Flipping the lock, I leave the house dark as my breathing slows, focusing on the farmhouse-style wooden beams outlining my vaulted ceilings. There’s enough light from the transom above the door to read the card hanging from the brown pot in my hands.
Happy (early) Birthday, Will! Hope this gets to you before your weekend getaway.
—Sam
I smile as the pounding in my head dissipates, dropping my camera bag on the mocha microsuede sofa on my way to the kitchen. My best friend, Samson, owns a flower shop in Fort Bender and regularly sends me plants like I’m not horticulturally hopeless. Flora enters my house with the hope of a thousand suns, only to leave as withered mulch. It infuriates me to no end that I can’t figure out the plant life cycle. Spite drives me to keep trying.
Me
Thanks for the flower, dork.
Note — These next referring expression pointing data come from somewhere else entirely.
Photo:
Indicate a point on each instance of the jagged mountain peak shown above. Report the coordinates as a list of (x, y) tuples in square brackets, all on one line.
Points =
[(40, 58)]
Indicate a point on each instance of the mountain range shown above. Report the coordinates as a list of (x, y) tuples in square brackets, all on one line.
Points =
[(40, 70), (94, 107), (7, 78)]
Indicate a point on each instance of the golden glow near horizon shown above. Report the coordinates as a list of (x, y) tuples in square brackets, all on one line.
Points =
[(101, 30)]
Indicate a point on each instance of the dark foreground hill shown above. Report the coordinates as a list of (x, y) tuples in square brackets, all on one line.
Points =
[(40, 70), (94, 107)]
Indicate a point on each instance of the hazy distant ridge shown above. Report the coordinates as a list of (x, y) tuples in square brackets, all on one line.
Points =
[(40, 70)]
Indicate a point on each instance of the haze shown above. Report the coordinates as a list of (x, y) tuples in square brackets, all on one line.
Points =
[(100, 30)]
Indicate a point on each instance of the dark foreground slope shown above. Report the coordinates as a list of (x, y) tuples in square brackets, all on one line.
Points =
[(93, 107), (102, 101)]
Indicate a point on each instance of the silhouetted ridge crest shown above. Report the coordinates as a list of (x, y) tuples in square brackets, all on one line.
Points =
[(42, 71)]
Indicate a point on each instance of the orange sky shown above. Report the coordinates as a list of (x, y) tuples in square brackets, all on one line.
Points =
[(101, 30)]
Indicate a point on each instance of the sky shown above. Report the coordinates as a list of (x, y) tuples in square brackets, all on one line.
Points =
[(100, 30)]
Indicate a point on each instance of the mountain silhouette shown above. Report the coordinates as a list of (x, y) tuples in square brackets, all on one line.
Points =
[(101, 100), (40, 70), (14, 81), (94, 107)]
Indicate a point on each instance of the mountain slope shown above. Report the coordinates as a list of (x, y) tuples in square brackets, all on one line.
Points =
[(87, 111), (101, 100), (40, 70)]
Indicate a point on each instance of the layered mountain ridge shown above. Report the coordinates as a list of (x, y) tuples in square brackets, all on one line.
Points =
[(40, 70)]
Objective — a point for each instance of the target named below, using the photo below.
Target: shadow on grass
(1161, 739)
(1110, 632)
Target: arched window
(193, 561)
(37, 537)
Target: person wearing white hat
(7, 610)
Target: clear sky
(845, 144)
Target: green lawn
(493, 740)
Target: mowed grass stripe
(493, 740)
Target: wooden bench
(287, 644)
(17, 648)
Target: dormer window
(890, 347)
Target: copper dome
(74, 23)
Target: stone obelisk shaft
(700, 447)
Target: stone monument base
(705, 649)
Aren’t these things super hard to care for?
Sam
Didn’t you get accepted into 3 Ivy Leagues, nerd?
Me
For math, not marigolds.
Sam
Touché. I’ll send a care sheet. How’s the Dracaena trifasciata and Monstera?
Me
Translation, I beg.
Sam
Stripey Leaves and Holey Hearts…
In the dumpster with the cactus and aloe…
Me
See! My names make much more sense. Stripey and Holey are currently taking a nap.
A dirt nap.
Sam
You didn’t water them enough, did you?